The publishing industry’s digital watchdog has invited trade titles such as AdNews and B&T to audit their traffic after Campaign Brief followed Mumbrella’s lead and signed up for verification by the Audit Bureaux of Australia.  

The comments from Alexx Cass, who heads up ABA’s digital audits, came after a blog posting from digital agency Amnesia triggered an unprecedented torrent of transparency among the media and marketing industry’s trade titles.

Last week, Amnesia wrote about the online audience of the various magazines and websites.

As well as pointing out AdNews’ progress since it revamped its own site, Amnesia quoted Alexa statistics which put Mumbrella, which is the only ABA-audited, well ahead of other titles.

Following the posting, several of the sites released screenshots of their Google analytics – the first time this has been in the public domain.

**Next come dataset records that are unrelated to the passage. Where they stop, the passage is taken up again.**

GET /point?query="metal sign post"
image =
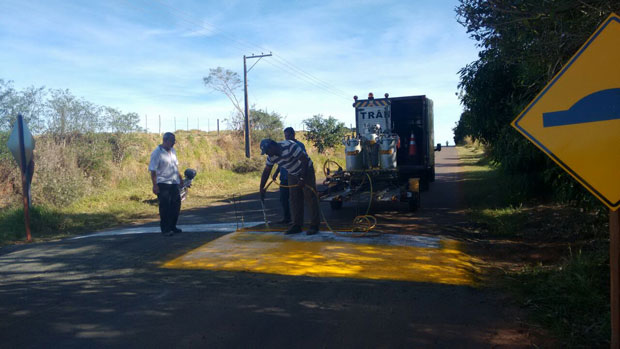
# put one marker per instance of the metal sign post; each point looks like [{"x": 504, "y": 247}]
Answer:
[
  {"x": 24, "y": 168},
  {"x": 21, "y": 145},
  {"x": 614, "y": 268}
]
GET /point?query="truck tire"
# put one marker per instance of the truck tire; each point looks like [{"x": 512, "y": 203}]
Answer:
[
  {"x": 414, "y": 203},
  {"x": 424, "y": 183},
  {"x": 335, "y": 205}
]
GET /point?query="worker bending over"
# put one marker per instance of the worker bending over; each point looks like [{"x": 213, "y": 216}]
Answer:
[{"x": 289, "y": 155}]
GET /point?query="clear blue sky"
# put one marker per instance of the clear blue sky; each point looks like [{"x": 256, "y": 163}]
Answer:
[{"x": 149, "y": 56}]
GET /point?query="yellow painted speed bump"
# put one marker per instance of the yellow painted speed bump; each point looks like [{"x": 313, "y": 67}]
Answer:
[{"x": 442, "y": 262}]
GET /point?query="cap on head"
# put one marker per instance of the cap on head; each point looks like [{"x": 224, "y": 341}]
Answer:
[{"x": 264, "y": 145}]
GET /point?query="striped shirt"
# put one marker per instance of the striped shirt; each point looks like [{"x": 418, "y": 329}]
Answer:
[
  {"x": 165, "y": 165},
  {"x": 288, "y": 159}
]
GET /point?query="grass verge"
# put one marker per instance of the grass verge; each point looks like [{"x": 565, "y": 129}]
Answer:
[{"x": 552, "y": 258}]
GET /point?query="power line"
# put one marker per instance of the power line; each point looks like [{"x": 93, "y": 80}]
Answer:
[{"x": 280, "y": 62}]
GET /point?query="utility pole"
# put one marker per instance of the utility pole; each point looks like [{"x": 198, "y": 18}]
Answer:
[{"x": 245, "y": 92}]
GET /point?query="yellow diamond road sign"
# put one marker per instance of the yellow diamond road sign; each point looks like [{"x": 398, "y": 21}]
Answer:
[{"x": 575, "y": 119}]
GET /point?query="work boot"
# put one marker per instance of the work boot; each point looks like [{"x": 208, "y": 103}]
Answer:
[
  {"x": 293, "y": 230},
  {"x": 312, "y": 231}
]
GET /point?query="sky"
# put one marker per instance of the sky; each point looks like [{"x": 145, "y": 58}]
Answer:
[{"x": 150, "y": 56}]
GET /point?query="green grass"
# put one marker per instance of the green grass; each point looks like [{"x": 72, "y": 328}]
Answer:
[
  {"x": 126, "y": 196},
  {"x": 568, "y": 295},
  {"x": 571, "y": 298}
]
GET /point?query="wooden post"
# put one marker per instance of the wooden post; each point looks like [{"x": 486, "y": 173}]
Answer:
[
  {"x": 614, "y": 269},
  {"x": 24, "y": 168}
]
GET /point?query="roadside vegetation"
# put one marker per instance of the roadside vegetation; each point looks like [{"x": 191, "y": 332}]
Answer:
[
  {"x": 552, "y": 257},
  {"x": 548, "y": 235},
  {"x": 91, "y": 164}
]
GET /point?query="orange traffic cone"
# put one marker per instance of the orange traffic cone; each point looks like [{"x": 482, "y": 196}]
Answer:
[{"x": 412, "y": 146}]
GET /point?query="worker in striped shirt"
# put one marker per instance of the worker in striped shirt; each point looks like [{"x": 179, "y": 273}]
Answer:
[{"x": 289, "y": 155}]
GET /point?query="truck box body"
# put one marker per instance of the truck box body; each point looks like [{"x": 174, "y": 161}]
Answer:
[{"x": 402, "y": 116}]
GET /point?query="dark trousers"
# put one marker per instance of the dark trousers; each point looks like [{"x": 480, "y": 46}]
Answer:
[
  {"x": 169, "y": 206},
  {"x": 284, "y": 200},
  {"x": 299, "y": 196}
]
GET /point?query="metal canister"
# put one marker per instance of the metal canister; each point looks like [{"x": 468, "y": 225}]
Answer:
[
  {"x": 371, "y": 150},
  {"x": 354, "y": 157},
  {"x": 387, "y": 151}
]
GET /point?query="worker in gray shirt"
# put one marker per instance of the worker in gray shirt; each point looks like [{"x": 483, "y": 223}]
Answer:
[{"x": 167, "y": 179}]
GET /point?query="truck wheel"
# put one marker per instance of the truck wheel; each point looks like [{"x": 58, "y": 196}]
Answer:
[
  {"x": 335, "y": 205},
  {"x": 424, "y": 183},
  {"x": 414, "y": 203}
]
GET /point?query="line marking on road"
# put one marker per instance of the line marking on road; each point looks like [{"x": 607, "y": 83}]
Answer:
[
  {"x": 187, "y": 228},
  {"x": 389, "y": 257}
]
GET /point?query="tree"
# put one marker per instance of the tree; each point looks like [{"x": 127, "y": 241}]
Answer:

Based on those Google analytics, the sites have the following number of monthly unique visitors:

  1. Mumbrella – 91,493
  2. B&T – 71,481
  3. Campaign Brief – 37,003
  4. AdNews – 25,694

And serve the following number of page views:

  • Mumbrella – 412,346
  • Campaign Brief – 260,319
  • B&T – 235,378
  • AdNews – 152,836

However, the unaudited Google analytics are not as robust as the ABA-supported Nielsen Intelligence data, which also splits out overseas and local traffic.

This morning, Campaign Brief owner Michael Lynch revealed in a comment on the posting that he has now signed up his site for audit.

And the ABA’s Cass wrote:

“Good to have Campaign Brief on board, so stay tuned for their audited data at the end of April. If the other publishers decided to be audited it would be easy for us to distribute a free monthly report to the market for just the Trade Press sites.

“That would remove any doubt about comparing AU vs International traffic figures as well as the other discrepancies you inevitably get from comparing non-standardised figures.”

In an earlier comment, Cass wrote: “It’s strange that these other sites decline to be audited.”

Marketing Magazine is another such website. The magazine’s Kate Kendall posted in the debate: “We’re not (Marketingmag.com.au) actually “declining” to be audited – it’s definitely something that we’d like to do. We tend to currently deal directly with our partners and clients who understand our “niche audience of marketers”, so they aren’t hounding us for impressions etc. at every turn.”

Mumbrella editor Tim Burrowes writes: Inevitably when we cover a story like this, no matter how hard we try our coverage is going to be in some way partisan, or at least open to that perception. So rather than try and persuade you otherwise, I’d urge you to read the conversation on Amnesia’s blog. The reason that ABA auditing is so important is that everyone can directly compare the same sort of figures on an even playing field.